Database Connector Complexity Analysis
The database connectivity reveals interesting differences in each cloud's SDK design philosophy:
AWS DynamoDB (Simplest):
public DynamoDbClient getClient(){
if (this.client == null){
this.client = DynamoDbClient.builder()
.credentialsProvider(DefaultCredentialsProvider.create())
.region(Region.of(region))
.build();
}
return this.client;
}
Azure Cosmos DB (Medium Complexity):
public CosmosClient getClient() {
if (client == null){
client = new CosmosClientBuilder()
.consistencyLevel(ConsistencyLevel.EVENTUAL)
.endpoint(cosmosHost)
.key(cosmosAuth)
.buildClient();
}
return client;
}
GCP Firestore (Most Complex):
public FirestoreOptions getOptions() {
if (options == null){
options = FirestoreOptions.getDefaultInstance().toBuilder()
.setProjectId(project)
.setCredentials(getCredentials()) // Requires custom credential handling
.build();
}
return options;
}
private Credentials getCredentials(){
try(final InputStream credentialsStream = new ByteArrayInputStream(credentials.getBytes())){
return GoogleCredentials.fromStream(credentialsStream);
} catch(IOException e){
throw new InternalServerErrorException("getCredentials() Failed");
}
}
Multi-Cloud Environment Configuration
The Angular frontend uses environment-specific configurations to seamlessly switch between cloud providers:
// environment.aws.ts
export const environment = {
backend: 'https://api.aws.wheelercloudguru.com',
provider: 'aws',
storage: 'https://wheelercloudguru-iac.s3.amazonaws.com/web'
};
// environment.azure.ts
export const environment = {
backend: 'https://wheelercloudguru.azurewebsites.net/api',
provider: 'microsoft',
storage: 'https://wheelercloudguruiac.blob.core.windows.net/web'
};
// environment.gcp.ts
export const environment = {
backend: 'https://api.gcp.wheelercloudguru.com',
provider: 'google',
storage: 'https://storage.googleapis.com/wheelercloudguru-iac/web'
};
The project structure is clean and modular, allowing for clear separation of concerns, from core business logic to cloud-specific implementations:
multicloud-resume/
├── app/ # Backend applications
│ ├── core/ # Shared business logic and models
│ ├── aws/ # AWS Lambda implementation
│ ├── azure/ # Azure Functions implementation
│ └── gcp/ # Google Cloud Run implementation
├── web/ # Angular frontend application
├── iac/ # Infrastructure as Code
│ ├── terraform/ # Terraform configurations
│ ├── data/ # Resume data (JSON/Excel)
│ └── diagrams/ # Architecture diagrams
└── README.md
CI/CD: The Automated Dream
My favorite part?

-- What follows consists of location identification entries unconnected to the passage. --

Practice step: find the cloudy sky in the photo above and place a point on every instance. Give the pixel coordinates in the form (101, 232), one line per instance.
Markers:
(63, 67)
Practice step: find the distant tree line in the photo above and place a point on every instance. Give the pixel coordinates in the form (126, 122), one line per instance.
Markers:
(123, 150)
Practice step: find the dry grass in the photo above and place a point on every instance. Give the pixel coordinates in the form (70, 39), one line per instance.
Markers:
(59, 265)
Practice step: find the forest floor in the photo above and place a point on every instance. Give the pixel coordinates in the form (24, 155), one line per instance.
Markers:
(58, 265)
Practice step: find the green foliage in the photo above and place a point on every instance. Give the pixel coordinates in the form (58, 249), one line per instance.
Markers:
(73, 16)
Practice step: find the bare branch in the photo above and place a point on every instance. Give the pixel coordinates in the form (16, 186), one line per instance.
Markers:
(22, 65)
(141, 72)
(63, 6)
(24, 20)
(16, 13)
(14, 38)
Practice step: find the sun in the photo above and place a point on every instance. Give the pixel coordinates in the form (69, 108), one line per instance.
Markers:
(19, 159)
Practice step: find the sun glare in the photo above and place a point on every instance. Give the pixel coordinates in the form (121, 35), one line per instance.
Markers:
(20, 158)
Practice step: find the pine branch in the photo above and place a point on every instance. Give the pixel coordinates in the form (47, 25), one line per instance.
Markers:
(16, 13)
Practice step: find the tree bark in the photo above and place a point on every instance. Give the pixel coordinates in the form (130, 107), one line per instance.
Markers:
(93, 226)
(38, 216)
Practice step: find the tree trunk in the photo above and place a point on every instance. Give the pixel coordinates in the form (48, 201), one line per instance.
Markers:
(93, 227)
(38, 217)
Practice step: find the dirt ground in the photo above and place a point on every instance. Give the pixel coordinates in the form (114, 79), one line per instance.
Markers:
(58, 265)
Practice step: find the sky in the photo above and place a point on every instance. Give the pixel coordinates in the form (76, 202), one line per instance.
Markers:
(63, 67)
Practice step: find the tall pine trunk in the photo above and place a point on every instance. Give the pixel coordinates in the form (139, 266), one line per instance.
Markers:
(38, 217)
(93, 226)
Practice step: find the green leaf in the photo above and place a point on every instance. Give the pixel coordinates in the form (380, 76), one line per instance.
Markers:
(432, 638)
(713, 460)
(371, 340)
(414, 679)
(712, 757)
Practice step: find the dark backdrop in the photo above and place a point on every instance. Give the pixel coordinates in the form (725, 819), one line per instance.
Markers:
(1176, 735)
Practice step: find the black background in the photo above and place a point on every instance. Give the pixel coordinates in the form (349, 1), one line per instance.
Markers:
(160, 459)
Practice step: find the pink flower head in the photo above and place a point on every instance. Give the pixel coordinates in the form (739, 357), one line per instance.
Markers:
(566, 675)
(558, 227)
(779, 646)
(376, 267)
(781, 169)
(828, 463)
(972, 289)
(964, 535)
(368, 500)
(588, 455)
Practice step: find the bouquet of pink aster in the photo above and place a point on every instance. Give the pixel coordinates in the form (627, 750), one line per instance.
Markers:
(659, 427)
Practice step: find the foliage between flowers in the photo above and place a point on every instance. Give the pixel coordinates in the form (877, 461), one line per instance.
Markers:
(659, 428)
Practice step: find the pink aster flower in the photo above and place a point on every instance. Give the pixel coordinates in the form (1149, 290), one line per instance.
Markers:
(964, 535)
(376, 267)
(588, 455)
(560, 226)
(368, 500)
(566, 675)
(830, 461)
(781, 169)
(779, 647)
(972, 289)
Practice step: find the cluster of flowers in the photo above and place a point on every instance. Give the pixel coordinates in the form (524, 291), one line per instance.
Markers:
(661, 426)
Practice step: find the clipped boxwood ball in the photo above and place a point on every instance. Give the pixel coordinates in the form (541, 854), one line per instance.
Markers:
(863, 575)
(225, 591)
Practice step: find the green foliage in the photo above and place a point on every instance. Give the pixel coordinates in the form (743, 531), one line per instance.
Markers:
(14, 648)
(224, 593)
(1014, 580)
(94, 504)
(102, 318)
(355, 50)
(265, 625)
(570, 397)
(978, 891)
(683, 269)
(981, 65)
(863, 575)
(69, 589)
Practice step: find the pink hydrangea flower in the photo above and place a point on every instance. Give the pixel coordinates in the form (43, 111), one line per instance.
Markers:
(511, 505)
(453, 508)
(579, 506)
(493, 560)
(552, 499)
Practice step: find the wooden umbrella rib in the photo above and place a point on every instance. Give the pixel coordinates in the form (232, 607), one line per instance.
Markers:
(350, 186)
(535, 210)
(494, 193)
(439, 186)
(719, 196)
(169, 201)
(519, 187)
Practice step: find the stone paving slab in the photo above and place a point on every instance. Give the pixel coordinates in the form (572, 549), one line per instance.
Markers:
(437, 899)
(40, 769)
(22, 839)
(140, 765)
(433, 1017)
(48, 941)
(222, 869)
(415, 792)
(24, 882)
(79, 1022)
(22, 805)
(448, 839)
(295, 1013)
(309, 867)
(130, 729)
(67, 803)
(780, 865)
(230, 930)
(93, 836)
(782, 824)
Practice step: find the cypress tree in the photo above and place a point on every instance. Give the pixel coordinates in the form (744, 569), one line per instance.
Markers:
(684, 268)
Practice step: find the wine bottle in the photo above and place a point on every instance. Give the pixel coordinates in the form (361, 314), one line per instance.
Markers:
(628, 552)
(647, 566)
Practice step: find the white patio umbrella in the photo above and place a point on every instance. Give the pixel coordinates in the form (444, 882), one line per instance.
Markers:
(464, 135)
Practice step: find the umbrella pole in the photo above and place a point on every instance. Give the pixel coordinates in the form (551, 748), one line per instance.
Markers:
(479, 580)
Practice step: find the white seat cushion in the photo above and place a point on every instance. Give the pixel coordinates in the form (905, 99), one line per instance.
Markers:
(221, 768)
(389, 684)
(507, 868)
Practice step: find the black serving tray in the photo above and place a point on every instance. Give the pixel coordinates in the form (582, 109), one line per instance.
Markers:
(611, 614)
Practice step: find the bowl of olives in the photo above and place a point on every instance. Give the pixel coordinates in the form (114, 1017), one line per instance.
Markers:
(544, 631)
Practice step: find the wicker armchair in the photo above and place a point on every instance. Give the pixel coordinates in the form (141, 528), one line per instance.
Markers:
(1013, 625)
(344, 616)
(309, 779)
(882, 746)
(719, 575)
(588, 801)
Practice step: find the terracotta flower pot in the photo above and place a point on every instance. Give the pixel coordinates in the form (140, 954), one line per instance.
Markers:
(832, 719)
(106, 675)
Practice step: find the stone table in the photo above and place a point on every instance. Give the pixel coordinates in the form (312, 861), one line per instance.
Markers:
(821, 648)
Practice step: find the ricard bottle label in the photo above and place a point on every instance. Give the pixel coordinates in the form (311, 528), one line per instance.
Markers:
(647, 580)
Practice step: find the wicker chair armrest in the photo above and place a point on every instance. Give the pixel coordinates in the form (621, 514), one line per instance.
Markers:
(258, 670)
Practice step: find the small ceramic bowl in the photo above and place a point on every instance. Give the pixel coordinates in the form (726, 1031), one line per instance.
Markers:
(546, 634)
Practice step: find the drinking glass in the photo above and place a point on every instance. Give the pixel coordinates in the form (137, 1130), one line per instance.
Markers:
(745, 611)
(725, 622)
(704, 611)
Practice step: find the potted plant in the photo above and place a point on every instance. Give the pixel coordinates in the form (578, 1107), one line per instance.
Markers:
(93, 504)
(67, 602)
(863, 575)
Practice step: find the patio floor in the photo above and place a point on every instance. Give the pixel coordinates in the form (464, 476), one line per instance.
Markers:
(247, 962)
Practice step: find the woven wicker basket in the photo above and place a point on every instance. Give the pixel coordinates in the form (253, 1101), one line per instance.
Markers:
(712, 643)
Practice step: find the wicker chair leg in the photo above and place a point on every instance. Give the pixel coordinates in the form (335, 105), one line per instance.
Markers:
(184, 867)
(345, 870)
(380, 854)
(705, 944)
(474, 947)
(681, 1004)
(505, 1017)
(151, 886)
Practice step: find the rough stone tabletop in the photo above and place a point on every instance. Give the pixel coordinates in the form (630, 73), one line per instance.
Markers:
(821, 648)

The comprehensive CI/CD pipeline built with GitHub Actions. Each cloud platform has its dedicated workflow, ensuring that every code push triggers automated builds, tests, and deployments:
-
app-core.yml
: Builds and tests the shared core module. -
app-aws.yml
: Deploys AWS Lambda functions. -
app-azure.yml
: Deploys Azure Functions. -
app-gcp.yml
: Deploys GCP Cloud Run services. -
web.yml
: Builds and deploys the frontend to all platforms.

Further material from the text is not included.